Consider, for instance, how a user with the intent of fraud behaves while filling out forms. They’re copying and pasting sensitive information rather than typing it out; they’re delaying with answers they should know like the back of their hand; they’re switching or correcting answers; they’re opening and closing new tabs while searching for information. Real-time risk scoring software can analyze these behaviors as they’re happening in real-time. The digital polygraph can then flag that behavior and alert underwriters, agents, and employees to take the necessary measures to qualify those applicants further.
This new insurance fraud solution helps drive profitable underwriting and premium calculations that benefit the insurance company and its customers, while intelligently reducing risky applications.
Accelerated underwriting makes predicting fraud in real-time even more important
Accelerated underwriting aims to make it easier for high-quality, high-intent customers to get approved faster. In other words: to grow the insurer’s bottom line.
We skip important screening steps that once existed in traditional underwriting. For instance, applicants may be excused from undergoing a health screening or taking a hard credit score, among others. There are clear benefits for straight-through-processing like this, but they’re not always worth it without the ability to predict fraud accurately.
With the push for accelerated underwriting to meet the demands of the modern consumer, predicting fraud is more important than ever. And to take this one step further — predicting fraud in real-time is even more important. After all, hindsight doesn’t help a closed fraudulent case.
Behavioral Biometrics
Since we no longer sit face-to-face with potential customers, we’re faced with the challenge of deciphering digital personas of applicants that vary drastically. AI fraud prevention software helps establish a system of online authentication with a unique “digital identity” of the customer based on past behavior or their digital footprint.

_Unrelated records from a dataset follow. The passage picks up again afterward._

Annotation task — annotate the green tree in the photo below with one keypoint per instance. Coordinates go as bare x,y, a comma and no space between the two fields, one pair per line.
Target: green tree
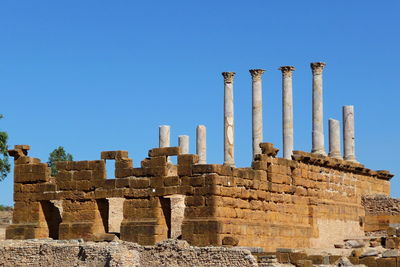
58,154
4,163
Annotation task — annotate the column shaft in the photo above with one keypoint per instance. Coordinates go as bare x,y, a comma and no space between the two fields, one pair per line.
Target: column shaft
183,142
334,139
229,157
348,133
317,109
164,136
201,149
257,110
287,111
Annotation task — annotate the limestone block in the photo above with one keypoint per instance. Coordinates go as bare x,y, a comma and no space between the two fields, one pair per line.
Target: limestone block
119,154
164,151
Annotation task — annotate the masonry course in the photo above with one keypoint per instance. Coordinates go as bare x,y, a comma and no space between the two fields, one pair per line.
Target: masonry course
299,203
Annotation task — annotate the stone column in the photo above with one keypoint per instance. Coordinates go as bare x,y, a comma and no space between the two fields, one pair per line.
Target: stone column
257,109
183,142
201,149
348,133
334,139
229,157
287,111
164,136
317,110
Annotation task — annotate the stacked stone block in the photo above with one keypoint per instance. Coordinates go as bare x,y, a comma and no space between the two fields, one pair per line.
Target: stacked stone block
275,203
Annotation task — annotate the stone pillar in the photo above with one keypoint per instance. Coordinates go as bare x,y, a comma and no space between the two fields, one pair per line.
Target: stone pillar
229,157
348,133
201,148
164,136
287,111
183,142
334,139
317,110
257,109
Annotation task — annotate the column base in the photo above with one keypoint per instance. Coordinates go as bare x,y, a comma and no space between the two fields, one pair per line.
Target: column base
335,155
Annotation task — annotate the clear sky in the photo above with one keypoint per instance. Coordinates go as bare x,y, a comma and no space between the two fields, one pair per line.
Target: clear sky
103,75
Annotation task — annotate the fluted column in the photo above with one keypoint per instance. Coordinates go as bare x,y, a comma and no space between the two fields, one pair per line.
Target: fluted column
257,109
229,157
317,110
348,133
287,111
201,149
334,139
183,142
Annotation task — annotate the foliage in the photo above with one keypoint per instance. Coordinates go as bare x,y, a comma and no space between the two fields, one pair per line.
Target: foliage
4,163
58,154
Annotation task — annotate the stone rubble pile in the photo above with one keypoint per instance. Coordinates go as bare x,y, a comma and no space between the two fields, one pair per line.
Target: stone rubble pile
381,204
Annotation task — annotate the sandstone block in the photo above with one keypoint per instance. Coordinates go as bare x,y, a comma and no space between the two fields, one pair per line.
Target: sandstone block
118,154
165,151
230,241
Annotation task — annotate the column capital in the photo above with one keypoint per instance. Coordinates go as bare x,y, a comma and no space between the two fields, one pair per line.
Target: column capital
228,76
287,70
317,67
256,73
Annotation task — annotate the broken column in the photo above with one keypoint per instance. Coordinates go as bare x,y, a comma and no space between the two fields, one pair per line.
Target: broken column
201,149
348,133
334,139
183,142
287,111
317,109
228,119
257,109
164,136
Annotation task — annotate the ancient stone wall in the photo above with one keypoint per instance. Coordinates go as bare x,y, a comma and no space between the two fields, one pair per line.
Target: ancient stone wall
381,212
75,253
275,203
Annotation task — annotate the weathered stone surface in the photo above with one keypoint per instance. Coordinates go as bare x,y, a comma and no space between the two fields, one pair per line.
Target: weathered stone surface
173,253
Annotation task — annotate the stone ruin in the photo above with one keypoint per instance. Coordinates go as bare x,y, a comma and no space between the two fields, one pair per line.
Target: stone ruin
303,200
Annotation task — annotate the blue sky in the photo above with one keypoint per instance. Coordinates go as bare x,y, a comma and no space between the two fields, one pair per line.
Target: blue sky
103,75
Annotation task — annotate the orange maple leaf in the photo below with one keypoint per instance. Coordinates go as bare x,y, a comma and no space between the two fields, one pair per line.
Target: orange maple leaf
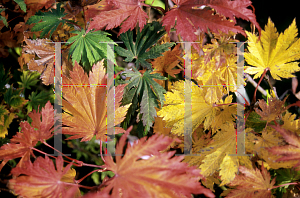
41,179
85,99
45,65
22,143
158,176
253,183
272,110
166,63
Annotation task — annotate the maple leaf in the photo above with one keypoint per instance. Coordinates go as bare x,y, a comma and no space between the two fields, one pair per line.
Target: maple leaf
39,4
87,103
144,90
42,179
50,20
190,16
287,152
45,65
144,40
271,111
5,120
253,183
166,63
273,52
86,47
158,176
129,10
22,143
173,111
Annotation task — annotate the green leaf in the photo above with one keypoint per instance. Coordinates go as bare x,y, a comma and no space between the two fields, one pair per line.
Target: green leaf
2,18
29,79
13,98
36,100
88,50
143,90
50,20
4,78
22,4
149,36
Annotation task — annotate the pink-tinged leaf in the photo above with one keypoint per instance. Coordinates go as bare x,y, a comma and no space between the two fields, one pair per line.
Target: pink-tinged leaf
127,11
158,176
252,184
193,14
42,179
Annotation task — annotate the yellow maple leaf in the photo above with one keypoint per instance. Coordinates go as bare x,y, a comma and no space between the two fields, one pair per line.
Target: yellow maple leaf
273,52
86,100
224,144
173,111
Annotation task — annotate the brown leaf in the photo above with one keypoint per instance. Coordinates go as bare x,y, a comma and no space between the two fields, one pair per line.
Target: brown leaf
45,65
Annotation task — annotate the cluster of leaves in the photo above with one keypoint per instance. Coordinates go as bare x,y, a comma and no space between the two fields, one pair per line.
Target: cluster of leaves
152,98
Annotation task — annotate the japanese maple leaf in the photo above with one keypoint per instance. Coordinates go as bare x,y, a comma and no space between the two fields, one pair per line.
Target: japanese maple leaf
202,111
191,15
127,11
45,65
166,63
271,111
158,176
274,52
288,152
85,99
21,144
253,183
42,179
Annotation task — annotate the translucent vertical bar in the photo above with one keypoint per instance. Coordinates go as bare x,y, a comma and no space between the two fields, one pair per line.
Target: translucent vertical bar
110,100
57,100
240,121
188,122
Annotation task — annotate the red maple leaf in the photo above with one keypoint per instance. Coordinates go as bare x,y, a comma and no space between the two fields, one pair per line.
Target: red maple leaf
129,11
22,143
158,176
41,179
193,14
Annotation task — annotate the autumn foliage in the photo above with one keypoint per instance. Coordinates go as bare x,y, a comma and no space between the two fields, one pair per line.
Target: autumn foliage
153,120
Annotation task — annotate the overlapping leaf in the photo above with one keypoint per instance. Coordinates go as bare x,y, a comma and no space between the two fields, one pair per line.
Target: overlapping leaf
287,152
87,48
86,101
144,40
253,183
158,176
50,20
274,52
42,179
127,11
202,111
45,65
21,144
193,14
144,90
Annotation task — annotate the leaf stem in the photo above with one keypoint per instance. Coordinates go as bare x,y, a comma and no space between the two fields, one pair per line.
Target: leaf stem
80,180
254,95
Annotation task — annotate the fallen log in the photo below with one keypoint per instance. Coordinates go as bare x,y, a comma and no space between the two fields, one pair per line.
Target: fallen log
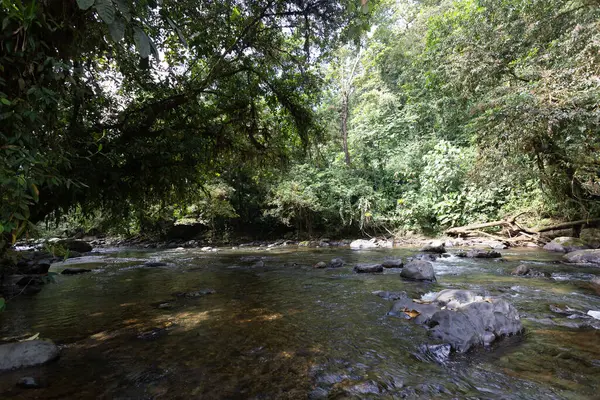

Rather than measuring John Smith versus the millions of other digital users, biometrics focuses on comparing John Smith to John Smith.
Account Takeover
Account takeovers happen when fraudsters hack into a user’s personal data and use it for identity theft, take over accounts, and handle fraudulent finances. It’s incredibly stressful for the victims and leads to a lot of the online fraud we see in insurance.
Companies like Biocatch, NuData, and Secured Touch all help create a digital user identity unique to an individual. They solve different problems than ForMotiv and are beneficial when looking to prevent account takeovers, phishing schemes, and fraud prevention.
It All Boils Down To Knowing Your Customer (KYC)
Know Your Customer is a largely effective fraud prevention tool. Ultimately, using top fraud detection companies to know your customer to reduce fraud is crucial for insurers today.
Not only can it have a major impact on a company’s bottom line, but if done correctly, it can also increase the customer experience, reduce false positives, and help companies convert more genuine customers.
Conclusion
Bottom line is this – to predict insurance fraud, you’ll need a variety of different solutions. There is no silver bullet, so it’s imperative to add as much ammo as you can to your arsenal.
Understanding your users and the data you gather from them has never been more important than it is today. By creating a behavioral baseline of how both genuine and fraudulent users interact with online forms and applications, ForMotiv uses machine learning and predictive analytics to then predict what that particular user’s likely outcome will be.
With ForMotiv’s behavioral intelligence technology, insurance companies can shift from reactive approaches to proactive approaches, eliminating the risk before it becomes more costly.
Behavioral Intelligence is the leading AI predictive risk software available today.
Rather than wait for fraud to occur and deal with it after the fact, insurers are implementing AI insurance fraud solutions that identify potential fraud early in the insurance lifecycle.
Now begs the question: are you waiting for fraud to occur, or are you taking proactive steps to prevent it?